Beide Seiten halten die jeweils andere für fehlgeleitet. In der irrealen Welt sozialer Medien oder moderner Universitäten werden sie einander beschimpfen. Im Alltag aber werden sie die Kommunikation meist aufs Notwendige und Neutrale beschränken.

Der Kontext dieses modernen »Beschnupperns« zweier Deutscher ist jener »große Graben«, den ich seit Jahren beschreibe – und den ich einst überbrücken wollte. (Siehe dazu etwa die Essays vom 15.12.2017, vom 8.3.2018, vom 3.11.2019, vom 9.1.2022 oder vom 28.10.2022.)

Naturgemäß sind die meisten Menschen, mit denen ich privat Umgang pflege, aber auch die meisten meiner Leser, wohl in jene Kategorie einzuordnen, die ihr Bestes geben, selbst zu denken, und dafür von der »offiziellen Meinung« geächtet werden.

Doch ich stelle dieser Tage noch eine Besonderheit unter »uns« fest – und es ist eine Eigenschaft, die bis eben noch von Regierung und Propaganda als Merkmal der »Rechtsextremen« galt, aber plötzlich durchaus positiv beschrieben wird.

Die Vorbereiter

Etwa um das Jahr 2019 versuchten die Journalisten des deutschen Propagandastaates eine Hysterie bezüglich sogenannter Prepper zu schüren. »Prepper« leitet sich von »Preparation« ab, was »Vorbereitung« bedeutet.

Im Essay vom 15.7.2022 fragte ich dann: »Beobachtet der Verfassungsschutz das Innenministerium?« – Der Anlass für diese ironisch gemeinte Frage war, dass die Regierung selbst plötzlich dazu riet, sich Vorräte anzulegen, sprich: sich auf Katastrophen und Notlagen vorzubereiten.

Eben galt es noch als Zeichen für Staatsfeindlichkeit, auch nur zu denken zu wagen, dass das große »System Deutschland« ins Stocken gerät – und plötzlich raten die Verantwortlichen ebendieses Systems, sich darauf vorzubereiten?

Nun gut, es scheint wie ein weiterer Fall von »eben noch Verschwörungstheorie, kurz darauf ganz selbstverständliche Verlautbarung« – wir sind es gewohnt.

Ich stellte aber erstaunt fest, dass sich ziemlich viele Menschen in meiner Umgebung derart einrichten, dass sie auch etwa einen Ausfall der Lebensmittelversorgung über einige Wochen oder zumindest Tage überleben könnten, manche sogar Ausfälle der Strom-, Wasser- und Gasversorgung. (Nebenbei: Auch das ist ein Aspekt des Wahns aktueller Politik; man destabilisiert die Stromversorgung, doch zugleich macht man die Bürger von dieser absolut abhängig.)

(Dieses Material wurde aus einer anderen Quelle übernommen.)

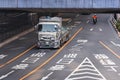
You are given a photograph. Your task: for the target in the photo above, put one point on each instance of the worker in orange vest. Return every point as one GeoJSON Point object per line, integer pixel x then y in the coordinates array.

Doch in unruhigen Minuten befällt mich heute die Sorge, dass wir uns auf noch etwas vorbereiten sollten.

Ausfall 2.0

Die Vorsitzende der Grünen – also einer Regierungspartei! – erzählte dieser Tage ganz offen und geradezu selbstverständlich, dass die Politik die Parteiaustritte von AfD-Mitgliedern fördern wolle – mit Steuermitteln (weltwoche.de, 29.6.2023).

Dies ist bekanntlich nicht die erste wenig demokratische Äußerung eines deutschen Funktionärs als Reaktion auf den AfD-Sieg im Landkreis Sonneberg. Erst vorgestern berichtete ich etwa von der üblen Wählerbeschimpfung »Bodensatz«.

Der eigentliche Skandal an der Lang-Äußerung ist aber, dass diese keinen Skandal hervorrief, keinen Rüffel vonseiten der Regierung, keine Korrektur durch das Familienministerium, Deutschlands Quasi-Propagandaministerium, geschweige denn einen Rücktritt der Entgleisenden selbst.

Nun frage ich Sie: Wenn wir sehen, wie in Deutschland täglich die Grundprinzipien der Demokratie vom politischen Personal beschädigt werden: Worauf sollten wir uns eventuell noch vorbereiten?

Vorsichtige Vorbereitung

In Deutschland haben sich Politiker einige Gesetze zurechtgelegt, welche scharfe und unangenehm präzise Kritik an ihrem Verhalten in die Nähe der Illegalität rücken.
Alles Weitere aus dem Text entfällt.